Todo eso sonaba a deseos inalcanzables al otro lado del planeta al menos hasta que tenías la edad suficiente para poder montar en un tren que te llevara a Madrid. O el dinero necesario para comprar una revista especializada. O algún amigo con un hermano muy mayor. O un primo segundo o tercero de Barcelona que veraneaba en tu pueblo. O un profesor de inglés que fuera lo suficientemente joven, británico y enrollado como para ponerte canciones de los Buzzcocks en sus clases en la escuela de idiomas.

Aunque apenas hay 60 kilómetros de distancia entre ellas, en aquella época no tan lejana la diferencia entre nacer en Madrid o en Guadalajara (o en Barcelona y Cella o en Zaragoza y Almazán, etc.) en realidad debería haberse medido en yottametros.*

Ahora, con Internet, evidentemente esa diferencia apenas se percibe.

Pero antes, hace apenas un par de décadas o tres, sí que se percibía.

Mucho.

Muchísimo.

Supongo que esa es la singular y solitaria manera posible para entender que yo guardara en un cajón de mi casa un paquete de chicles medio usado durante más de una década.
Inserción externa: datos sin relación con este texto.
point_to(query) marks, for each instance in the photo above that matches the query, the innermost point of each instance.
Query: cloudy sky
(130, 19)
Lo hice única y exclusivamente porque no era un paquete de chicles cualquiera, sino porque se trataba de un paquete de chicles de Wrigley's Gum Doublemint que uno de los jefes de mi padre HABÍA TRAÍDO DIRECTAMENTE DESDE ESTADOS UNIDOS y había decidido regalarme después de meterse uno de ellos en su boca y ver mi cara de niño pequeño asombrado un día que vino a nuestra casa.

Evidentemente, ese no era un regalo sin valor que tenía que mascar y acabar tirando en una basura, sino que ese era un tesoro exótico que tenía que preservar a buen recaudo por los siglos de los siglos y que indudablemente marcaría mi futuro (¡ERA DE ESTADOS UNIDOS! ¡DE AQUEL SITIO LEJANO Y MISTERIOSO EN EL QUE JUGABAN BIRD, JORDAN Y MAGIC Y AL QUE YO NUNCA EN MI VIDA IBA A PODER IR PORQUE LO MÁS LEJOS QUE IBA A ESTAR ERA EN LAS ISLAS CANARIAS DE VIAJE DE NOVIOS COMO MIS PADRES!).

No en vano, pocos años después de esa anécdota, cuando empecé a seguir béisbol, aquel paquete de chicles de Wrigley's Gum Doublemint tuvo un protagonismo relevante para que yo eligiera equipo de la MLB al que animar.

¿O acaso hay muchos equipos de béisbol en los que su estadio se llame Wrigley Field?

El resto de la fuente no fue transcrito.